This document explains what to expect if the derivation scheme changes between major versions.
All current derivation uses:
- Salt:
"passeport-v1" - Info strings:
"passeport-{type}-v1"(e.g.,"passeport-ssh-v1")
See DERIVATION.md for the full specification.
A new major derivation version would only be introduced if:
- A cryptographic weakness is discovered in HKDF-SHA256 that requires switching algorithms
- A fundamental change to the derivation structure is needed (e.g., adding a mandatory key-stretching step)
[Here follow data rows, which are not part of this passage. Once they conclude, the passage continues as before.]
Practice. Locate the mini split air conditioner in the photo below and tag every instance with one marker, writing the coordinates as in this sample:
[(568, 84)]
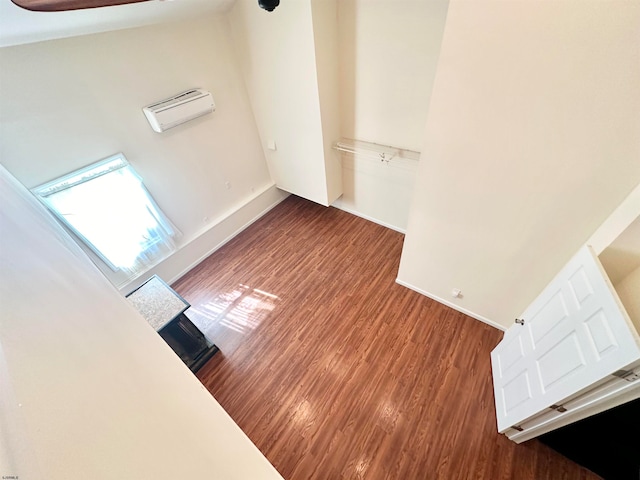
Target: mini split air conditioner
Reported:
[(178, 109)]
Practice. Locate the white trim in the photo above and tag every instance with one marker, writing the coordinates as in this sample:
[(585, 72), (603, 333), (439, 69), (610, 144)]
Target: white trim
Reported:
[(367, 217), (452, 305), (617, 222), (612, 394), (171, 274)]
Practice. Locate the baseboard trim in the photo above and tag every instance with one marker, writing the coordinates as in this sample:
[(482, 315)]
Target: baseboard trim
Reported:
[(187, 256), (451, 305), (367, 217)]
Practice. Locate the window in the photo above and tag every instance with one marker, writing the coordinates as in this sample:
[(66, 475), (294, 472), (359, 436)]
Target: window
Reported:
[(107, 206)]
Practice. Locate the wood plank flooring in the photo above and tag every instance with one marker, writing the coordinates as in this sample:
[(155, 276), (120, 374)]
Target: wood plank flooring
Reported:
[(336, 372)]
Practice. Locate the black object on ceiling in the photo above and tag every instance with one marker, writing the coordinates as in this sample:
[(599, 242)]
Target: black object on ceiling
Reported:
[(269, 5)]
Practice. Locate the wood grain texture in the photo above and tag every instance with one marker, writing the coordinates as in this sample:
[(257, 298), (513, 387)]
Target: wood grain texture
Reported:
[(336, 372)]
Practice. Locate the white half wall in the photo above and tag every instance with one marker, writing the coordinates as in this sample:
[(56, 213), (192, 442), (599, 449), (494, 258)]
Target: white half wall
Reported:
[(530, 144), (89, 389), (67, 103)]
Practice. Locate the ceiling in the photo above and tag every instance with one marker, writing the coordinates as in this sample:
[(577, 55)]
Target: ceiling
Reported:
[(18, 26)]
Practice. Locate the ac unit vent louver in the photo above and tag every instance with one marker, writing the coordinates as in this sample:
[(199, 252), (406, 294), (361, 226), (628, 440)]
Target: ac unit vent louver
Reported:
[(179, 109)]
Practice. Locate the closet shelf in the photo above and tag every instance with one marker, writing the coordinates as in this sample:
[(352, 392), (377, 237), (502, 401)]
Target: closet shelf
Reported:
[(383, 153)]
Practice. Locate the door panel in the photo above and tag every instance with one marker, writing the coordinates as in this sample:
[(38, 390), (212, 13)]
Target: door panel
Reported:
[(574, 334)]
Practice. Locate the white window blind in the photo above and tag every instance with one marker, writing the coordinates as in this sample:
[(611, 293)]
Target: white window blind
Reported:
[(107, 206)]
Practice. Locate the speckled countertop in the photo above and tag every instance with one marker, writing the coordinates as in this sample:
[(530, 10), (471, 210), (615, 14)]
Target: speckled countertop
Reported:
[(157, 302)]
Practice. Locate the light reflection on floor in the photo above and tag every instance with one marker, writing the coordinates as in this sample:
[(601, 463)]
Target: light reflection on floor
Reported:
[(240, 311)]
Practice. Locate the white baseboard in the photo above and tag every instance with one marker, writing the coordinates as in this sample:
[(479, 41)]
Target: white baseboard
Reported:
[(339, 206), (207, 241), (452, 305)]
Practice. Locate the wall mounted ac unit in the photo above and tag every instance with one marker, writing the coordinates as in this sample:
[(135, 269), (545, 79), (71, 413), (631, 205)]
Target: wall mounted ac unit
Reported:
[(178, 109)]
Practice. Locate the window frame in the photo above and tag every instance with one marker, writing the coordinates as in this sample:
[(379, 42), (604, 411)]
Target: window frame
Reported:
[(86, 174)]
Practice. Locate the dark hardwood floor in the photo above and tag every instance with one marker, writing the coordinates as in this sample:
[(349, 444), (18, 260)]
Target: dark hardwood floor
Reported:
[(336, 372)]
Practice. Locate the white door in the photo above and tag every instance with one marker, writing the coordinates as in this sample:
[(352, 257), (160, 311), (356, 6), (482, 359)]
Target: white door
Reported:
[(574, 335)]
- An upstream library change makes it impossible to maintain byte-for-byte compatibility
Adding new key types does NOT require v2. New key types simply get new info strings (e.g., "passeport-newtype-v1") and are additive.
If v2 is introduced:
- The HKDF salt would change to
"passeport-v2" - Some or all info strings would change to
"passeport-{type}-v2" - The same mnemonic would produce different keys under v2
If v2 is ever released, Passeport will:
- Support both versions simultaneously. A
--derivation-versionflag (or similar) will allow generating v1 keys indefinitely. - Default to v2 for new operations but warn if a vault-stored mnemonic was previously used with v1.
- Provide a migration command (
ppt migrate) that:- Generates both v1 and v2 key fingerprints side by side
- Helps you update SSH authorized_keys, PGP keyservers, etc.
- Never delete v1 support. Since the derivation is purely computational (no state), v1 can be supported forever.
- Keep your mnemonic safe. Your mnemonic is version-agnostic — it works with any derivation version.
- Note your derivation version. If you record key fingerprints, note they are v1-derived.
- Don't worry. v2 is not planned. This document exists for completeness. The v1 derivation is built on well-established cryptographic primitives (HKDF-SHA256, BIP-39 PBKDF2) that are not expected to require replacement.
Passeport uses a fixed creation timestamp for PGP keys, making fingerprints fully deterministic. However, PGP key determinism also depends on the rpgp library consuming RNG bytes in the same order across versions — this is why rpgp is pinned to a specific version (see Cargo.toml).